Personal information
- Full name: Rutger Worm
- Date of birth: 1 February 1986 (age 40)
- Place of birth: Nijmegen, Netherlands
- Height: 1.80 m (5 ft 11 in)
- Position: Winger

Youth career
- 0000–1998: Quick 1888
- 1998–2000: Vitesse
- 2000–2004: NEC

Senior career*
- Years: Team / Apps / (Gls)
- 2004–2010: NEC / 106 / (5)
- 2010–2012: Melbourne Heart / 46 / (2)
- 2012–2013: Emmen / 13 / (0)
- 2013: Chiangrai United / 4 / (0)
- 2014–2015: Achilles '29 / 29 / (3)
- 2015–2018: DFS
- 2018–2019: RKHVV

International career
- 2004–2005: Netherlands U19 / 6 / (2)
- 2005–2007: Netherlands U21 / 8 / (1)

= Rutger Worm =

Dutch footballer

Rutger Worm (born 1 February 1986) is a Dutch former professional footballer who played as a winger.

==Playing career==

===NEC===
Worm started his career in the youth program, Quick 1888, in Nijmegen. He subsequently moved to the Vitesse Arnhem youth squad in Arnhem for two years before ending up at the NEC football academy in 2000. He was often used as a substitute during his career at NEC where he also appeared in several European Cup matches under coach Mario Been.

===Melbourne Heart===
On 25 February 2010, Worm signed a multi-year deal with Melbourne Heart becoming their first ever international signing. He scored two goals for Heart in their first season, including the first ever scored by a Heart player, as the club's first official goal was an own goal by Ben Kantarovski. On 6 April 2012, it was announced that he would be leaving the club.

===Later career===
In the 2012–13 season, Worm played for Dutch Eerste Divisie club Emmen. In July 2013, he signed with Chiangrai United in Thailand until the end of that year.
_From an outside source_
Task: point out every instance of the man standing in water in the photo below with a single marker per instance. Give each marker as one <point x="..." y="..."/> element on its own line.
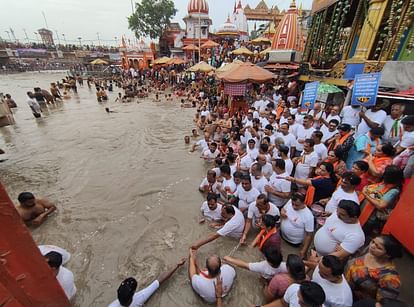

In April 2014, Worm started practising with Achilles '29. On 3 July 2014, it was announced that he would play for the Groesbeek-based club in the 2014–15 season. Due to an injury, he missed the first two games of the season and was injured again two weeks later. Worm suffered another injury against RKC Waalwijk on 29 September. On 25 October 2014, he scored his first goal for Achilles, in the away match against MVV (3–2). On 27 February 2015, he scored the 1–0 against VVV-Venlo (1–1) with a header, who as a result missed out on the period title. Three weeks later he scored the equaliser with a volley (1–1) in the match against Almere City, which was eventually won 3–1. From the 2015–16 season, Worm played for amateur club DFS. In 2018, he moved to RKHVV where he announced his retirement in mid-2019.

==Coaching career==
In the 2019–20 season, Worm was assistant to head coach Arno Arts at DFS. In June 2020, he was appointed assistant at DOVO to head coach Scott Calderwood.